Mross war im Dezember 1998 auf der Autobahn A 9 bei Bayreuth "geblitzt" worden, weil er zu dicht an ein vor ihm fahrendes Auto herangefahren war. Es stellte sich heraus, dass er ohne Fahrerlaubnis war, weil das Amtsgericht Cottbus ihm wegen überhöhter Geschwindigkeit ein vierwöchiges Fahrverbot erteilt hatte.
Sein Anwalt sagte vor Gericht, Mross habe seinerzeit gegen das Fahrverbot Einspruch eingelegt und daher geglaubt, weiter fahrberechtigt zu sein. Mross habe den Brief selbst am Computer verfasst, abgeschickt habe ihn aber sein Vater, der die Fanpost des Stars bearbeite. Der Einspruch war nicht beim Amtsgericht Cottbus angekommen.
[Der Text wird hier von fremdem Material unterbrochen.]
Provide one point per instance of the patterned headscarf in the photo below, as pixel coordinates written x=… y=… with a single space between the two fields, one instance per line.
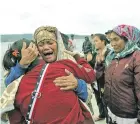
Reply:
x=133 y=36
x=51 y=33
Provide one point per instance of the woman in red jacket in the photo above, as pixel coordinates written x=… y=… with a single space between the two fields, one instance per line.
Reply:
x=39 y=101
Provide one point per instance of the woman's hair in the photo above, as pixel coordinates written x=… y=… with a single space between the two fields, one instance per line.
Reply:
x=13 y=55
x=122 y=37
x=102 y=37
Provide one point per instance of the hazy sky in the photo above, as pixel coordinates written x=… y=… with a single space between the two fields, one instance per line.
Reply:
x=69 y=16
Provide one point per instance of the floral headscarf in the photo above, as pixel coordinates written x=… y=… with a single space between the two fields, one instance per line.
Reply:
x=133 y=36
x=51 y=33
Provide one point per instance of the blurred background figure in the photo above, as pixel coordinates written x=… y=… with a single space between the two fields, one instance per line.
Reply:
x=100 y=42
x=72 y=42
x=87 y=48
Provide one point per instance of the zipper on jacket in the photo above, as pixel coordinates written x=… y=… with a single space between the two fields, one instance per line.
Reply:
x=117 y=63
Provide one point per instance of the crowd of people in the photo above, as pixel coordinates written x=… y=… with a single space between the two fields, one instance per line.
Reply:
x=49 y=82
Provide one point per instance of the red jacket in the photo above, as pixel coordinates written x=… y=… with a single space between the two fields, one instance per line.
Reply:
x=54 y=106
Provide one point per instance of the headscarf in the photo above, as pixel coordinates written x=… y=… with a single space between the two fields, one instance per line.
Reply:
x=52 y=33
x=133 y=36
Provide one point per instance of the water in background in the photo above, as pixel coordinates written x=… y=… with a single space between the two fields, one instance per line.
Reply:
x=4 y=47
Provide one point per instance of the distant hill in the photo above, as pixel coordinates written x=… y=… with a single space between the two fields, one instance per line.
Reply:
x=14 y=37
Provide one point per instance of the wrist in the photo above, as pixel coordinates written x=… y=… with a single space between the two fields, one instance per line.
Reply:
x=24 y=66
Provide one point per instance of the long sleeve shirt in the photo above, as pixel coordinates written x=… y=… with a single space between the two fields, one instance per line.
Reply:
x=18 y=70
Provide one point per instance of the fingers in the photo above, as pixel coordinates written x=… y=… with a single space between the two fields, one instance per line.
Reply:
x=66 y=88
x=67 y=72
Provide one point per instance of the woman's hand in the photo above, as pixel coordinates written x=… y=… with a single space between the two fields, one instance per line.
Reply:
x=74 y=53
x=28 y=54
x=66 y=82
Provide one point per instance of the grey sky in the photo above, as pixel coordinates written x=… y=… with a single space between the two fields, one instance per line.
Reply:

Richter Egmond Feuerabendt erklärte, es sei nicht widerlegbar, dass Mross in gutem Glauben gehandelt habe. Daher handle es sich nicht um vorsätzliches, sondern nur um fahrlässiges Fahren ohne Fahrerlaubnis. Mross hätte aber überprüfen müssen, ob das Schreiben angekommen sei, kritisierte der Richter.
Er verurteilte den Trompeter zu 40 Tagessätzen von je 500 Mark nebst Fahrverbot. Die Höhe der Tagessätze wurde geschätzt, da der Verteidiger keine Angaben zum Einkommen von Mross machte.